Consider the temperature first. Sound travels faster in warm air, and slower in cooler air (other factors being equal). Earth scientists have long known that, in the lower atmosphere, air temperature tends to decrease with altitude (no wonder we like to escape to the cool of the mountains on hot summer days). Near the surface, the temperature profile can change dramatically, as the sun heats the surface by day, the surface cools by night, and weather systems come and go. If the temperature profile were perfectly flat (that is, if it were the same temp at the surface as at, say, 10 meters up), then the surf sounds would travel straight toward your ears (plus lots of reflections from the ground). But that’s a very rare case, since the atmosphere is always in motion. On mornings when temperatures decrease with altitude, the surf sounds will tend to refract upward, where the speed of sound is slower. Much of the surf sound thus gets deflected up and away from your ears, making it appear softer. On mornings, however, when the temperature increases with altitude (what meteorologists call a “temperature inversion”), then the surf sounds will tend to be deflected downward: you’ll hear sounds that would previously have soared high over your head, plus all the reflections from the ground and the sea surface. (It’s just as if the sound were trapped in a tunnel between the waves and your ears — very little sound gets lost up, up and away.) The result is that the surf would sound louder.

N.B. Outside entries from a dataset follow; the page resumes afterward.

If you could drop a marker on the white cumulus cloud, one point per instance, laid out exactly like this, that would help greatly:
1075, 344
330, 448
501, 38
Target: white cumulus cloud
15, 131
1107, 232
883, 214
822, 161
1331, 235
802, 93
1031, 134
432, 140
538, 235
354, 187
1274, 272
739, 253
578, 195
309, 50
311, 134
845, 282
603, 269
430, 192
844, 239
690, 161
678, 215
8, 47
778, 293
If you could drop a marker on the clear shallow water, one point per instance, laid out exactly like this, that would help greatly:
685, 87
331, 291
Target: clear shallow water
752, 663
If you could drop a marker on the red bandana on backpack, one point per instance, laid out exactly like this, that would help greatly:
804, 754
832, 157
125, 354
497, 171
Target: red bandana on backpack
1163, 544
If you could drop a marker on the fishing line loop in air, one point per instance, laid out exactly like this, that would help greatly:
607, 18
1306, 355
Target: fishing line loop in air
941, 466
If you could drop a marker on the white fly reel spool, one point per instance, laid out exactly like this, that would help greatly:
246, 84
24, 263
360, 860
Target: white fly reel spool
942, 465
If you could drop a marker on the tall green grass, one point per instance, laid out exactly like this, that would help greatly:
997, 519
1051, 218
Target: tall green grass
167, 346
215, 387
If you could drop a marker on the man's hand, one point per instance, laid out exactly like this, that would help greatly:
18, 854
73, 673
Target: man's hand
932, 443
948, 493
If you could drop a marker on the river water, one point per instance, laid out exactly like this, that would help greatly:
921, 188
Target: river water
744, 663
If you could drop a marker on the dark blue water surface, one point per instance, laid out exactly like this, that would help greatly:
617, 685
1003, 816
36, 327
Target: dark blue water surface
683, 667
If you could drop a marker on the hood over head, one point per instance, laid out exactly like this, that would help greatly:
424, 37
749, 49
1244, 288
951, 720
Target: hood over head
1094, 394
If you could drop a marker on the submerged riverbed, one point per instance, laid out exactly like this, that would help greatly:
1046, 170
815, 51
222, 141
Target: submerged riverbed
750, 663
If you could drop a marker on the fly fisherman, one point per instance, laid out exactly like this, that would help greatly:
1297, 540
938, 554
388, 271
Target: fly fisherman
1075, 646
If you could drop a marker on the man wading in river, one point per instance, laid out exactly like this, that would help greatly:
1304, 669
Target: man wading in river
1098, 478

The wind gradient (how the wind speed changes with altitude) also affects the loudness of the sound, as does the humidity gradient. But I think this is enough for now.
These atmospheric-acoustic affects can have profound consequences on our lives. Some research suggests that they may even have contributed to the outcomes of wars — see “Acoustic Shadows in the Civil War”.
For a little more detail about how temperature gradients affect sound propagation in the air, see Dr. Dan Russell’s “Refraction of sound waves”. It includes some nice animations.